🤖 AI Summary
This work addresses the distribution shift caused by diverse query styles—such as sketches, artistic renderings, and low-resolution images—in image retrieval and classification tasks. To tackle this challenge, the authors propose Hystar, a lightweight framework that, for the first time, integrates hypernetworks with dynamic singular value decomposition (SVD) modulation to generate input-style-adaptive perturbations for attention layers, while introducing static SVD offsets in MLP layers to enhance cross-style stability. Additionally, they design a StyleNCE loss based on optimal transport weighting to improve semantic discrimination of hard negative samples. Evaluated on multi-style image retrieval and cross-style classification benchmarks, Hystar achieves state-of-the-art performance while maintaining high parameter efficiency and robustness across diverse visual styles.
📝 Abstract
Query-based image retrieval (QBIR) requires retrieving relevant images given diverse and often stylistically heterogeneous queries, such as sketches, artworks, or low-resolution previews.
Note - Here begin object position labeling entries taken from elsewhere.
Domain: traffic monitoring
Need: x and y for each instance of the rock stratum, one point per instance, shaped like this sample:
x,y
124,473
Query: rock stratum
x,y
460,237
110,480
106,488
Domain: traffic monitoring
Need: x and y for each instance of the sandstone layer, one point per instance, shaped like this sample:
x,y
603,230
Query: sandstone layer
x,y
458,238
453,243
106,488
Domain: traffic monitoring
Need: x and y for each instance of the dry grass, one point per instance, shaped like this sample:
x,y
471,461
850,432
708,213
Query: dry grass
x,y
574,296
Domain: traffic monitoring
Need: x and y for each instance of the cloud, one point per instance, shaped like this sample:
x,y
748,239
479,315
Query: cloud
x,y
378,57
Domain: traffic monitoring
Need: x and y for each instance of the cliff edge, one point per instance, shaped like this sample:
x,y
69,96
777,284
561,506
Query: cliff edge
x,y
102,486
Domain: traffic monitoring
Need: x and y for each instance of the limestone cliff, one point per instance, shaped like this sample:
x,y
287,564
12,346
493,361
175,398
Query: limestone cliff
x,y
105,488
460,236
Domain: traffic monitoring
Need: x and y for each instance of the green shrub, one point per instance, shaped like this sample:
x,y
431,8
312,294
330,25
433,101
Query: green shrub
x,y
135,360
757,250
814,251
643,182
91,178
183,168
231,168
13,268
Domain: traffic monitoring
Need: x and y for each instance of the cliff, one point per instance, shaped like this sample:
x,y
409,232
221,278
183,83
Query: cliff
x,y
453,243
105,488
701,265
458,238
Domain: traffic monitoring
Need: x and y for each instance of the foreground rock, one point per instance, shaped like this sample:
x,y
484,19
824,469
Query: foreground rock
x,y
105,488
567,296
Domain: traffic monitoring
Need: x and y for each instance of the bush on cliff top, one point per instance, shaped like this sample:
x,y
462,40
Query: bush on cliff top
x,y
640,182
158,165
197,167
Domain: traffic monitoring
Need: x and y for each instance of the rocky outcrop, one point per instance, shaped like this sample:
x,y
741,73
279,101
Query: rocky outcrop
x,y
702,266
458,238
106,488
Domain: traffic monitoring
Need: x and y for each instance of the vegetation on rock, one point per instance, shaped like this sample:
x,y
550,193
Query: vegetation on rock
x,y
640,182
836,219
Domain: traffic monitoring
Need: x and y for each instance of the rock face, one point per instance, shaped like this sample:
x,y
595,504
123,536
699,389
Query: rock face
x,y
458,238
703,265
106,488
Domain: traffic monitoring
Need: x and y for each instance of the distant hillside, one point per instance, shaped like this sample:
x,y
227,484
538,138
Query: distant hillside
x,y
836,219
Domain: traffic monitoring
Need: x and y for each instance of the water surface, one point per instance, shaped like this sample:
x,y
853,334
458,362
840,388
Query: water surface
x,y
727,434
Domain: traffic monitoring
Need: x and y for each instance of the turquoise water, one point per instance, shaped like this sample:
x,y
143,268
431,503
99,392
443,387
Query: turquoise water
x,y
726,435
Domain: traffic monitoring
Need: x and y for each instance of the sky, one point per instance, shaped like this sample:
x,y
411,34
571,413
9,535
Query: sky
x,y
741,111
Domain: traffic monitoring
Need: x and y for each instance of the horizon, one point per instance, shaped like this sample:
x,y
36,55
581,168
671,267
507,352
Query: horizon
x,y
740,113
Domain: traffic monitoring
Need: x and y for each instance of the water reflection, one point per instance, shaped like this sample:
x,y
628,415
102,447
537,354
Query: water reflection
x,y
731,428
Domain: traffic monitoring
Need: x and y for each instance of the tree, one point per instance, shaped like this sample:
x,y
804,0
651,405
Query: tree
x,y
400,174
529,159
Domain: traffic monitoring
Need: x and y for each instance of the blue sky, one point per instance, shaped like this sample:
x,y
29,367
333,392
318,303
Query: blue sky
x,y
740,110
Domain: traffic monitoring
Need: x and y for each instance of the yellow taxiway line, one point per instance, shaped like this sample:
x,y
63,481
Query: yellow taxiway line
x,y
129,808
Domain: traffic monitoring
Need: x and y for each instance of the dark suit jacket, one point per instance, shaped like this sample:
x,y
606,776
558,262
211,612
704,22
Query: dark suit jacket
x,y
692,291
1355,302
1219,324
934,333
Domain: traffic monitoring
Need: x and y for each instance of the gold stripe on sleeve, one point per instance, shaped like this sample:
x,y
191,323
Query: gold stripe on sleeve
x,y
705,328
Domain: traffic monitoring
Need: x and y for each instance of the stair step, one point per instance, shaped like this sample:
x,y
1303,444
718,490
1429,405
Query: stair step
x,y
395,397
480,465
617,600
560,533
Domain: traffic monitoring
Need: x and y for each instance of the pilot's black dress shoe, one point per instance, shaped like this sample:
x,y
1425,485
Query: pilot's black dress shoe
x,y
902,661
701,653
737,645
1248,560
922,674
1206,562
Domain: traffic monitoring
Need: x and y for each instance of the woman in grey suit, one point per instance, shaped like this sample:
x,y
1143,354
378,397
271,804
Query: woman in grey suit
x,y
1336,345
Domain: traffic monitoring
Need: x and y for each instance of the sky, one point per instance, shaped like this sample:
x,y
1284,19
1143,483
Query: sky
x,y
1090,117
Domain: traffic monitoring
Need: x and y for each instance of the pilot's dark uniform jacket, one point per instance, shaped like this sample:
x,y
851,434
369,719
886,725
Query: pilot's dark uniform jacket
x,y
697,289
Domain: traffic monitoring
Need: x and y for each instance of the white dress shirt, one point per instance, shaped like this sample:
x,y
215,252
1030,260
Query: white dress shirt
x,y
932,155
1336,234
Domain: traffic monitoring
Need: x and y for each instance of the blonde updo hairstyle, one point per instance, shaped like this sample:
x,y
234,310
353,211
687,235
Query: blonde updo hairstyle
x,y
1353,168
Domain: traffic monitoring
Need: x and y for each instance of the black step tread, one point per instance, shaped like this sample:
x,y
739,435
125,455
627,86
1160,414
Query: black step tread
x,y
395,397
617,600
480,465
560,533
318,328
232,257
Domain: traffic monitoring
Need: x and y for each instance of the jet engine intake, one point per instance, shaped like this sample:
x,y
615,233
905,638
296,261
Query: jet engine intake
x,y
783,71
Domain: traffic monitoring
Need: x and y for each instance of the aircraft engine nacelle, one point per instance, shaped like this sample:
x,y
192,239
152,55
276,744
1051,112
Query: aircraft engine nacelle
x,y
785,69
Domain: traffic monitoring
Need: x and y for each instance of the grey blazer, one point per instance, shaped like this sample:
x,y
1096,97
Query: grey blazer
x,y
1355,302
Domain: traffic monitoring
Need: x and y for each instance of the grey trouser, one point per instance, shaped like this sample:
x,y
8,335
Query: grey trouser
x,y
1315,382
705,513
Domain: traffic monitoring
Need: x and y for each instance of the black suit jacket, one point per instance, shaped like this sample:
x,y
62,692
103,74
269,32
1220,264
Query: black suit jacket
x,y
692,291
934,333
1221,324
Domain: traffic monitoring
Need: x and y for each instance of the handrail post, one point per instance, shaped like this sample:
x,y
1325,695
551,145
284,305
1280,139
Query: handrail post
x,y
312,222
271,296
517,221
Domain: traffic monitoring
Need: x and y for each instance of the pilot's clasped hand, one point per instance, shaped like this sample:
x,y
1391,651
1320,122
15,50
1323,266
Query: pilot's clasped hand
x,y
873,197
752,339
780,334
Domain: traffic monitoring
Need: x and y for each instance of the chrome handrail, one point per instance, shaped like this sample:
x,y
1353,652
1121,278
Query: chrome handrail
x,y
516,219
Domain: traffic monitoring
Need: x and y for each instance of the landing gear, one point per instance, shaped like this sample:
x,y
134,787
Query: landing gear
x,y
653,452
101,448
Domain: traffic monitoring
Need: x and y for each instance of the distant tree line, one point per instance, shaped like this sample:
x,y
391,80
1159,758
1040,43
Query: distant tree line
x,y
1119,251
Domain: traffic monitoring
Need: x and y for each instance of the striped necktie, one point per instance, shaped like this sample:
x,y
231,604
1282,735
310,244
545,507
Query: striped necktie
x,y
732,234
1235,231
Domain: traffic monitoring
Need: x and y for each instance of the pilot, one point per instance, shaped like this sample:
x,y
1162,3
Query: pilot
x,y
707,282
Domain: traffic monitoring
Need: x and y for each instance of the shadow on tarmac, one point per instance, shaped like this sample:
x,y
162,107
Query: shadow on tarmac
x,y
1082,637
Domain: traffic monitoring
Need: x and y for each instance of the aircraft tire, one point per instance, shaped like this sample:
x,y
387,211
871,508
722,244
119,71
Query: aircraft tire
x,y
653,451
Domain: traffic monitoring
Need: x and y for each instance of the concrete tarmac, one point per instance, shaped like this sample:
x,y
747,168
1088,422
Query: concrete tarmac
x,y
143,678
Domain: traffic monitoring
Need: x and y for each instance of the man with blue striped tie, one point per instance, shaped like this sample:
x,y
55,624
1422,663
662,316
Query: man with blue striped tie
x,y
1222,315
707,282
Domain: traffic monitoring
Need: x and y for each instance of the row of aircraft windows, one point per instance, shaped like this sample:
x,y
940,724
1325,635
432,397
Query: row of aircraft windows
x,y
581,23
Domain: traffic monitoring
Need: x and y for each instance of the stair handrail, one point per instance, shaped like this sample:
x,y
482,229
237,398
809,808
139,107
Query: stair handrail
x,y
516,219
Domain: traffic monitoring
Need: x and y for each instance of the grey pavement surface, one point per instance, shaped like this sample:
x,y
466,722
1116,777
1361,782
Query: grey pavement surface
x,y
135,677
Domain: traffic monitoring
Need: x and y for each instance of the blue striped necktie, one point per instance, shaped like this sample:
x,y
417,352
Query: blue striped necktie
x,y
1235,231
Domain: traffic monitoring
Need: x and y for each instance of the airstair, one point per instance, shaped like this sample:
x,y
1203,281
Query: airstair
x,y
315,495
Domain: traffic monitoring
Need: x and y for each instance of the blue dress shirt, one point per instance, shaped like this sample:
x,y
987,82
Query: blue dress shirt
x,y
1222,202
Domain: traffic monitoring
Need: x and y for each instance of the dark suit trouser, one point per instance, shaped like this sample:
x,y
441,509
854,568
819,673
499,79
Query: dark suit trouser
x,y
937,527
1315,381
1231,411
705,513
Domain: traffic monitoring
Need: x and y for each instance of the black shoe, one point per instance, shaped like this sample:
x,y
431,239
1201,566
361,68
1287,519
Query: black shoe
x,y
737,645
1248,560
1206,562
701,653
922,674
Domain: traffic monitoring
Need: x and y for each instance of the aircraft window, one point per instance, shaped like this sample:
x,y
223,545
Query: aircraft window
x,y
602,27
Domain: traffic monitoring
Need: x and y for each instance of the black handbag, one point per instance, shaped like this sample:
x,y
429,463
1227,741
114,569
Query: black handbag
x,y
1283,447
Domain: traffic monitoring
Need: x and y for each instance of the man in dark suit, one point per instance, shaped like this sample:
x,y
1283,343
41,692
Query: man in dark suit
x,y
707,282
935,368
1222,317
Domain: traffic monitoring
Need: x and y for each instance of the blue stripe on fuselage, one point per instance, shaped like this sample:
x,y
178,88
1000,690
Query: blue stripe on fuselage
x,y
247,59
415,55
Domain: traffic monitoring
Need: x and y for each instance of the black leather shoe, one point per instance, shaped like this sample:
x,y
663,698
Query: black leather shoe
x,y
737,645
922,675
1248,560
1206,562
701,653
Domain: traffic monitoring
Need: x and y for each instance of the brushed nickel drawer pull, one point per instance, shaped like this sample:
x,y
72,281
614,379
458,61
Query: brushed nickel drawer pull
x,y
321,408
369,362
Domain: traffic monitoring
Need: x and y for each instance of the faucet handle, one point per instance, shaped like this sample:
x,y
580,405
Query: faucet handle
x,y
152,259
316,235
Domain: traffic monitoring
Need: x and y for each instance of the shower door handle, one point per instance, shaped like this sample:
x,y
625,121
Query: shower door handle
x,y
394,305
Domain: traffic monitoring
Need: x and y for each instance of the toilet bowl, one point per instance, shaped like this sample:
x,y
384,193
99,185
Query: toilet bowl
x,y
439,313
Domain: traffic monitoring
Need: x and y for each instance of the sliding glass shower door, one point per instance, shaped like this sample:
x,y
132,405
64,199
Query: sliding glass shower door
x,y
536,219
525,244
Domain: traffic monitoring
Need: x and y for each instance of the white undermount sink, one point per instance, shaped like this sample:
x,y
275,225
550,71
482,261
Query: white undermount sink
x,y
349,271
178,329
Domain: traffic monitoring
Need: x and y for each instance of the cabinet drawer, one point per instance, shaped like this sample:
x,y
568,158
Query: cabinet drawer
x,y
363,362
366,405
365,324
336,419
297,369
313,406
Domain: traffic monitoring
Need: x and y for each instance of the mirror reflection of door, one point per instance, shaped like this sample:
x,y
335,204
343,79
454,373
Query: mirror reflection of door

While large-scale vision--language representation models (VLRMs) like CLIP offer strong zero-shot retrieval performance, they struggle with distribution shifts caused by unseen query styles. In this paper, we propose the Hypernetwork-driven Style-adaptive Retrieval (Hystar), a lightweight framework that dynamically adapts model weights to each query's style. Hystar employs a hypernetwork to generate singular-value perturbations ($ΔS$) for attention layers, enabling flexible per-input adaptation, while static singular-value offsets on MLP layers ensure cross-style stability. To better handle semantic confusions across styles, we design StyleNCE as part of Hystar, an optimal-transport-weighted contrastive loss that emphasizes hard cross-style negatives. Extensive experiments on multi-style retrieval and cross-style classification benchmarks demonstrate that Hystar consistently outperforms strong baselines, achieving state-of-the-art performance while being parameter-efficient and stable across styles.